In the beginning, there was the page…

Inasmuch as the second chapter of the development of XSL formatting is now being written with XSL-FO 2.0, here’s a version of its first chapter that was popular back at XML Prague 2010.

In the beginning, there was the page. And the page was without objects and void, and not a whole lot was upon the face of the page.

And XSL said, let there be text, and there was text.

And XSL saw the text, and they divided the text from the page. And XSL called the text the region-body, and the space they called the margins. And the region-body and the margins were the first formatting.

And XSL said, let there be blocks in the midst of the text, and let them divide the text from the text. And it was so. And the text with blocks was the second formatting.

And XSL said, let there be regions in the edges of the page to hold static content, and let them be for page numbers and running heads, and it was so.

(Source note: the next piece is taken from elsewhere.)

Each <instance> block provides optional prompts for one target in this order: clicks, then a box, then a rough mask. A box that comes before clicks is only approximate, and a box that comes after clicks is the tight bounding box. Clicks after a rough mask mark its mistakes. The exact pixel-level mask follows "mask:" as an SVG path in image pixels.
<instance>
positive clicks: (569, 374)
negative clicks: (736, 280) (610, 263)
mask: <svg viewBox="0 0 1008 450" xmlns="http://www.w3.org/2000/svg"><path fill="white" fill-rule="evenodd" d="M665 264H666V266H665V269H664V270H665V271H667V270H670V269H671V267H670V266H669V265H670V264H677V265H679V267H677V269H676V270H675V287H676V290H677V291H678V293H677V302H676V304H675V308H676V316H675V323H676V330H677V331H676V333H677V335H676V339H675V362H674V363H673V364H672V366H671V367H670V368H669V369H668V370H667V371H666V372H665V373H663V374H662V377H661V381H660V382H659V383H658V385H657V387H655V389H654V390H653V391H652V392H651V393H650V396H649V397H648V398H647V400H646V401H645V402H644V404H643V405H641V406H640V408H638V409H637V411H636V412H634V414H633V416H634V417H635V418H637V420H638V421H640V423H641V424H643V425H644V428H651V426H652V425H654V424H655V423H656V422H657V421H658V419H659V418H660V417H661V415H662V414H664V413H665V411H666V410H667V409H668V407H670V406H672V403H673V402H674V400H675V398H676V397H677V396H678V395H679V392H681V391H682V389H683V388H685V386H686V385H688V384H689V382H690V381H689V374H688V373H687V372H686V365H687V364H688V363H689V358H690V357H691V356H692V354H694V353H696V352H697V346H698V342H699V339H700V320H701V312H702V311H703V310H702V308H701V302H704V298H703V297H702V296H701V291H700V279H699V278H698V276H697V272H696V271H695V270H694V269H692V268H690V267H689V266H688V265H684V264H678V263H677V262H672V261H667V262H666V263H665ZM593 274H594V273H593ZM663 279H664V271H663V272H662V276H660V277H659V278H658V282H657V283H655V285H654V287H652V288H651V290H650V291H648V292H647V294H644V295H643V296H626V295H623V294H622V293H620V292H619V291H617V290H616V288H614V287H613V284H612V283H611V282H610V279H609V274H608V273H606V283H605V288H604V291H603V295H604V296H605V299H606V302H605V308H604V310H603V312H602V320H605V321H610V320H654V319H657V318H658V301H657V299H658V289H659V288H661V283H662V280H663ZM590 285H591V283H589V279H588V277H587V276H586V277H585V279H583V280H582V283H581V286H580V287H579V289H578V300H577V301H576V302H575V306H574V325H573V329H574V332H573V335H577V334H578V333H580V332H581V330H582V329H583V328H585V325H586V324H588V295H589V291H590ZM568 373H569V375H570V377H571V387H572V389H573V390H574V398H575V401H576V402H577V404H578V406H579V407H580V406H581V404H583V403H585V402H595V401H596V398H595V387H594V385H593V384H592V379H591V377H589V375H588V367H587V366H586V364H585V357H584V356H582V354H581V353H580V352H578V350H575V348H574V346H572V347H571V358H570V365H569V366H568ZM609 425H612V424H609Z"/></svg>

And XSL made the two page sides, the recto for the right hand side and the verso for the left.

And XSL set them in the page masters to apply to all pages. And the recto and the verso were the third formatting.

And XSL said, let the blocks bring forth abundantly inline objects and properties that apply to them.

And XSL created fo:character and every inline FO after their kind, and every property after its kind, and it was good.

And the inline FOs and properties were the fourth formatting.

And XSL said, let users make graphics, and tables, and columns, and side floats and other areas. And the graphics and tables and columns and side floats were the fifth formatting.

Then XSL did errata until XSL 1.1, which added change bars, table markers, indexing FOs and much that was good.